The rise in private participation mirrors the experience of advanced mining economies such as Australia and Canada, where private exploration companies play a central role in discovering and developing new mineral resources. India's transition toward a similar model is expected to accelerate exploration activity and attract greater investment into the sector.
Global Competitiveness: Where India Stands
The critical mineral push is ultimately about strengthening India's competitiveness in a rapidly evolving global economy. India possesses several important advantages, including a large geological resource base, strong domestic demand, ambitious manufacturing goals and substantial policy support through initiatives such as the National Critical Mineral Mission.
Nevertheless, significant challenges remain. Australia continues to lead the world in exploration intensity, mining productivity and mining infrastructure. Canada has built a world-class exploration ecosystem supported by specialised mining finance networks and thousands of junior mining companies. China, meanwhile, dominates the processing and refining stages of the critical mineral supply chain and controls substantial portions of global rare earth, graphite and lithium processing capacity.
India's biggest challenge is therefore not merely discovering minerals but developing the infrastructure needed to process, refine and integrate them into industrial supply chains. Experts often point out that the value captured from a mineral increases dramatically at each stage of processing. Mining ore creates only a fraction of the economic value ultimately generated through refining, battery manufacturing, semiconductor production and advanced industrial applications.
This is why the government's strategy extends well beyond mine auctions. It is increasingly focused on building an integrated ecosystem that includes exploration, mining, refining, battery manufacturing, semiconductor production, electric mobility and advanced manufacturing.
The Road Ahead
The successful auction of 56 critical and strategic mineral blocks represents far more than an administrative milestone.
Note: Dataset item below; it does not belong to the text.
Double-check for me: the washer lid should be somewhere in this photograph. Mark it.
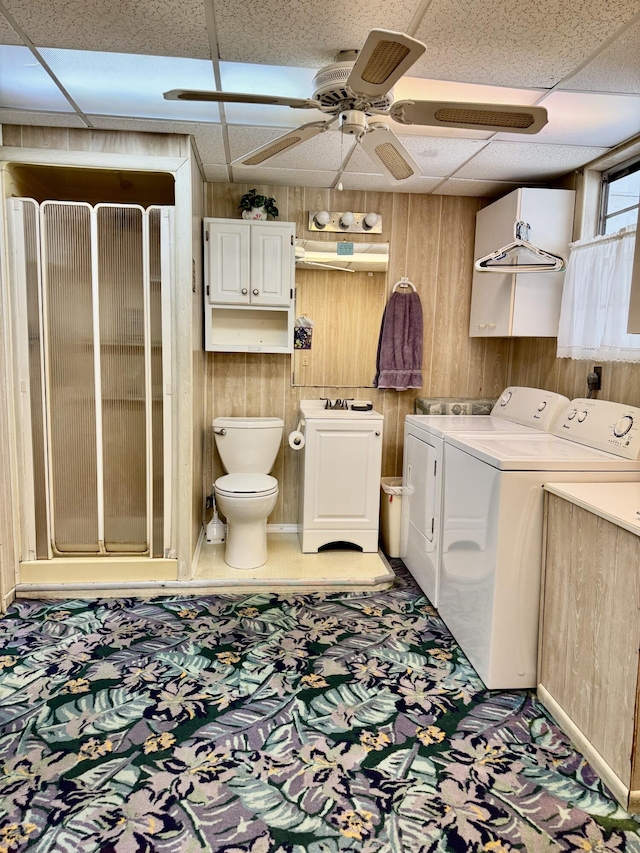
[445,432,640,476]
[405,415,539,438]
[214,474,278,495]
It reflects India's attempt to secure its place in the global competition for the resources that will power the industries of the future.
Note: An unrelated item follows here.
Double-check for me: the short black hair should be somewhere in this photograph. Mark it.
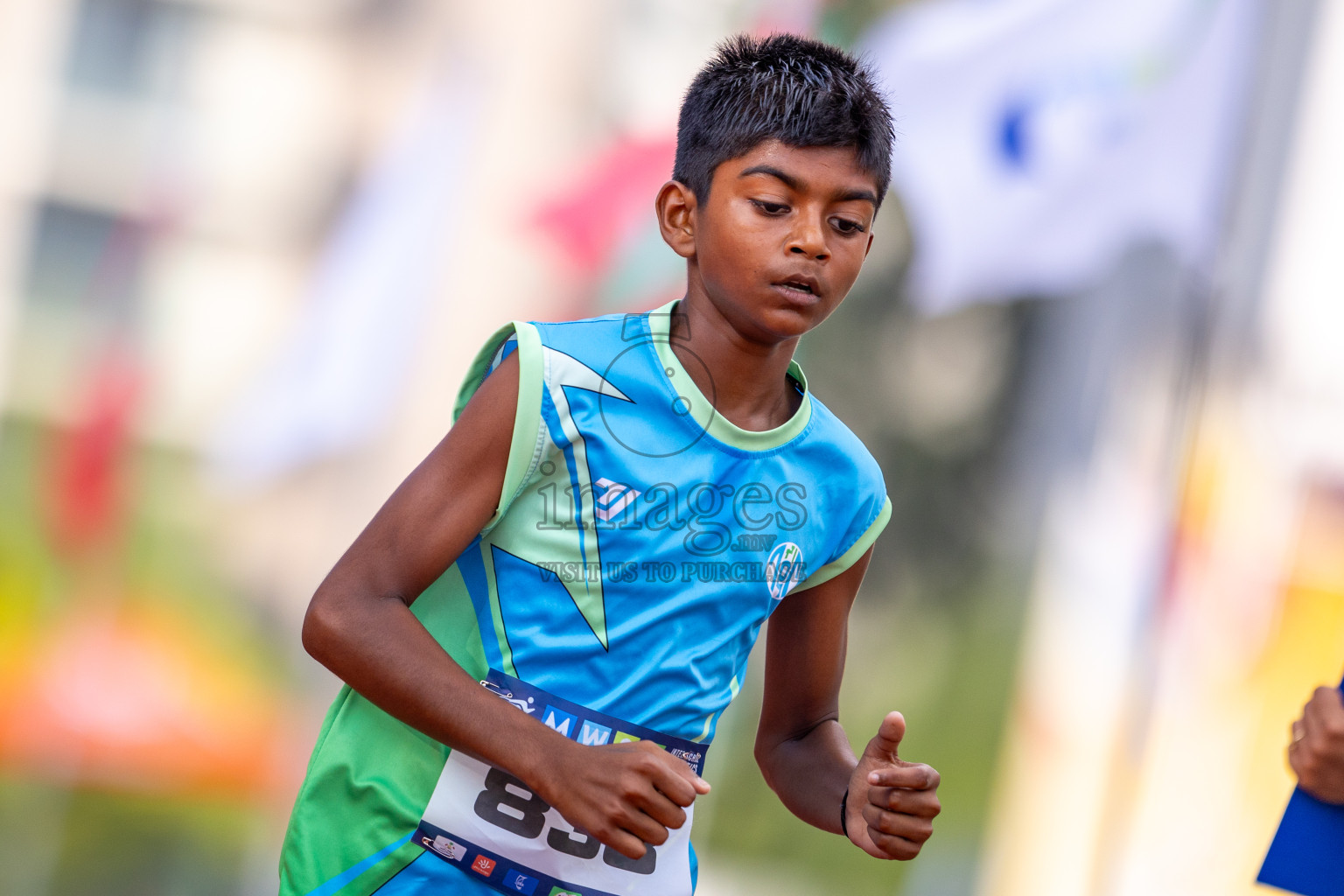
[672,33,895,203]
From the coalfields of Telangana to rare-earth deposits and battery mineral prospects across the country, India's mining sector is undergoing its most significant transformation in decades. The challenge now is to convert exploration licences into discoveries, discoveries into producing mines and producing mines into globally competitive industrial supply chains.
Ultimately, the success of India's critical mineral strategy will not be measured solely by the number of blocks auctioned. It will depend on how effectively the country can translate its vast geological wealth into production, processing capacity, manufacturing strength and long-term strategic security in an increasingly resource-driven world.